Ein paar Tage später informierte er mich, dass ich mich bei unserem amerikanischen Lagerkommandanten melden solle. Der sei sein Vetter und er habe ihm von mir erzählt. Als ich mich bei dem Lagerkommandanten meldete, fragte er mich, ob ich in der Offiziersküche arbeiten wolle. Ich sollte dort neben den üblichen Arbeiten auch den Dolmetsch zu den anderen nicht Englisch sprechenden Landsern spielen. Ich sagte zu, denn ich sah darin neben dem Vorteil, besseres Essen zu bekommen, auch die Möglichkeit mein schlechtes Englisch aufzubessern. So trat ich dann das erste Arbeitskommando als Kriegsgefangener an einem Freitag, den 29. 09. 1944 an.
Bei der Essensausgabe an die Offiziere, fragten diese uns, was es denn zu essen gäbe. Ich versuchte, die entsprechenden Namen in Englisch auszusprechen. Nachdem ich fertig war, sagten sie: "Und nun sagen Sie uns das noch einmal auf Deutsch". Anschließend bemühten sich die Offiziere, uns die richtige Aussprache der englischen Bezeichnung beizubringen. Einmal wurde ich von einem Offizier gefragt, wieviel man bekommen könne. Ich antworte: "You can become as much as you wanted". Er fing an zu lachen und sagte daraufhin zu mir: "To become heißt werden, bekommen heißt to get".
Drei Tage nach dem ersten Arbeitstag war meine linke Hand stark angeschwollen und schmerzte erheblich. Auch hatte ich am Arm einen roten Streifen. Nach dem Frühstück ging ich zum Küchenoffizier, zeigte ihm die Hand und bat zum Lagerarzt gehen zu dürfen. Im Krankenrevier erkannte man die Blutvergiftung sofort, legte mich auf zwei nebeneinander gestellte Bänke, schnallte mich mit Kochgeschirriemen fest und gab mir eine Äthernarkose. Als ich aufwachte, war meine linke Hand verbunden, die Schmerzen waren wesentlich weniger geworden. Wegen der Äthernarkosen mußte ich mich kräftig übergeben, denn ich hatte zum Frühstück Rührei mit Brot gegessen. Der Kommentar des Sanitäters war: "Da sieht man, was die da drüben essen". (Die Offiziersküche lag auf der anderen Straßenseite). Man hatte zwei kleine Granatsplitter als Ursache gefunden und entfernt. Gegen Mittag war ich wieder in der Küche, nun die linken Hand in einer Schlinge. Das war am 02. 10., dem Datem, an dem mein Bruder 23 Jahre alt geworden wäre.

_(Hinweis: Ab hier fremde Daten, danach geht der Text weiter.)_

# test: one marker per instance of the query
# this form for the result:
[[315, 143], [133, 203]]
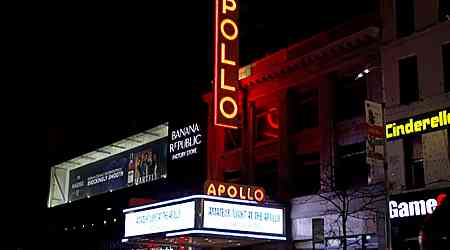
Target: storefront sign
[[162, 219], [234, 191], [226, 68], [375, 139], [411, 208], [185, 141], [226, 216], [419, 124]]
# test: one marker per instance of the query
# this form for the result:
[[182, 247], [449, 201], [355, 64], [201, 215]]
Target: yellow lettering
[[224, 33], [227, 7], [401, 129], [388, 135], [211, 190], [418, 126], [230, 194], [222, 81], [220, 190], [434, 122], [223, 55], [409, 127], [222, 110], [424, 123]]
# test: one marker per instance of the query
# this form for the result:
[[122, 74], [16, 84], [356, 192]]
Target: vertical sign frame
[[226, 64]]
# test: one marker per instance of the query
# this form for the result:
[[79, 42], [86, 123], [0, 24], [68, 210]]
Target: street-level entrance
[[202, 221]]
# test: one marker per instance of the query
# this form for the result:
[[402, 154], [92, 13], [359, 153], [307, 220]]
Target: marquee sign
[[205, 215], [161, 219], [220, 215], [234, 191], [419, 124], [226, 68]]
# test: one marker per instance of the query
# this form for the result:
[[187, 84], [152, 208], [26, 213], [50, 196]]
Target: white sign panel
[[228, 216], [162, 219]]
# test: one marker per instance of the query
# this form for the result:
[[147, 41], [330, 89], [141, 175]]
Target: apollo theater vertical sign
[[226, 65]]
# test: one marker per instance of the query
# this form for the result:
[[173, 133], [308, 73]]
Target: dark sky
[[116, 69], [113, 69]]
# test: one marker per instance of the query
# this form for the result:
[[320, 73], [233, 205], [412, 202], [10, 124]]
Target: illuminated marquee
[[423, 123], [226, 68], [235, 191]]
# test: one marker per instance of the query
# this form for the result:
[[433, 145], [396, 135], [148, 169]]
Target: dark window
[[266, 123], [350, 97], [414, 172], [266, 176], [306, 174], [305, 110], [404, 10], [408, 79], [446, 65], [351, 167], [444, 10], [232, 176], [232, 138]]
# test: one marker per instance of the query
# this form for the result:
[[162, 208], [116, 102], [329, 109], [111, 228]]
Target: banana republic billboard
[[226, 67]]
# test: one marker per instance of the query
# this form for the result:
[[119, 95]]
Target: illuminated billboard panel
[[254, 219], [226, 66], [162, 219]]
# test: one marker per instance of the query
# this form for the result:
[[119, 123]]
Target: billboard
[[255, 219], [142, 165], [226, 65], [161, 219], [206, 215]]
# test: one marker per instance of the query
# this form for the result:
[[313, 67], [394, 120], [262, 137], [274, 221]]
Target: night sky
[[116, 68]]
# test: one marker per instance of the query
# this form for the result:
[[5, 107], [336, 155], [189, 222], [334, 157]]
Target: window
[[414, 172], [408, 79], [305, 110], [446, 65], [266, 123], [306, 174], [351, 168], [404, 10], [266, 176], [232, 138], [444, 10], [350, 97], [232, 176]]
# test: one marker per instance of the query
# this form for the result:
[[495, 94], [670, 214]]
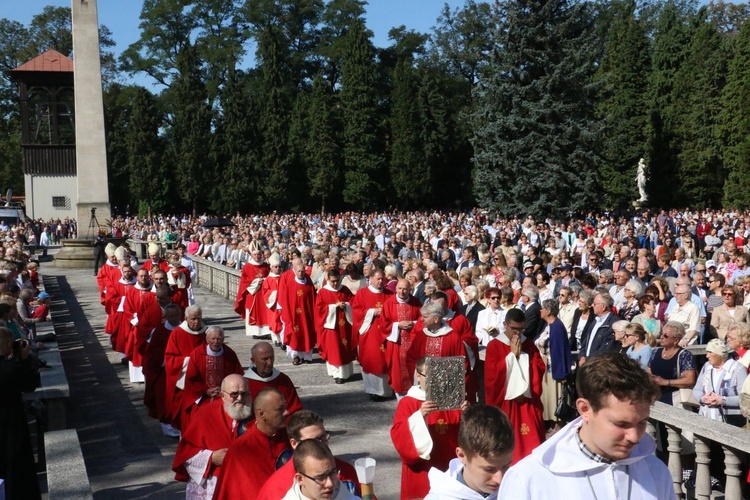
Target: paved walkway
[[126, 455]]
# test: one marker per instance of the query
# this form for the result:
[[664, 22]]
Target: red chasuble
[[336, 342], [210, 429], [204, 372], [422, 443], [181, 344], [250, 461], [154, 395], [277, 380], [248, 303], [282, 480], [370, 330], [399, 341], [297, 301], [525, 410], [269, 299]]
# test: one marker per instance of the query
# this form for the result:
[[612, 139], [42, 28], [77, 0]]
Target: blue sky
[[122, 16]]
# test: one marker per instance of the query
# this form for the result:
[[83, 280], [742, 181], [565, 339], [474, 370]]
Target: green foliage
[[535, 136], [363, 151]]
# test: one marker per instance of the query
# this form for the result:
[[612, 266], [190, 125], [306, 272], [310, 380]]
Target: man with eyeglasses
[[513, 371], [424, 437], [306, 425], [317, 474], [253, 457], [201, 451]]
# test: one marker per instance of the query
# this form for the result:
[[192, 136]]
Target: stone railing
[[734, 441], [221, 280]]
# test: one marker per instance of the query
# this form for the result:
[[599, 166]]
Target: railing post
[[703, 472], [674, 447], [733, 463]]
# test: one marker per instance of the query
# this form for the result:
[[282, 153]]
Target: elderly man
[[303, 426], [367, 307], [687, 313], [262, 374], [296, 299], [249, 303], [400, 314], [184, 339], [513, 382], [155, 344], [599, 337], [208, 365], [254, 456], [333, 321], [201, 451]]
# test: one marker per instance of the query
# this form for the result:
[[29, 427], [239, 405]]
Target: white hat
[[274, 260]]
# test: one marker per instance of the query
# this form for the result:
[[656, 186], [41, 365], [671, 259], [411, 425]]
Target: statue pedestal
[[75, 253]]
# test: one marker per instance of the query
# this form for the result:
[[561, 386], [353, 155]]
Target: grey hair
[[432, 309]]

Obgleich ich nicht arbeitsfähig war, blieb ich in der Küche.
Auch der amerikanische Arzt erkundigte sich nach der Ursache und sorgte
dafür, dass das Krankenrevier im Lager gut ausgestattet wurde. So
vergingen die Tage immer wieder im selben Rhythmus. Ich hatte den Vorteil,
dass ich immer besser Englisch konnte. Die Hand wurde behandelt und besserte
sich, auch dank der guten Verpflegung, schnell.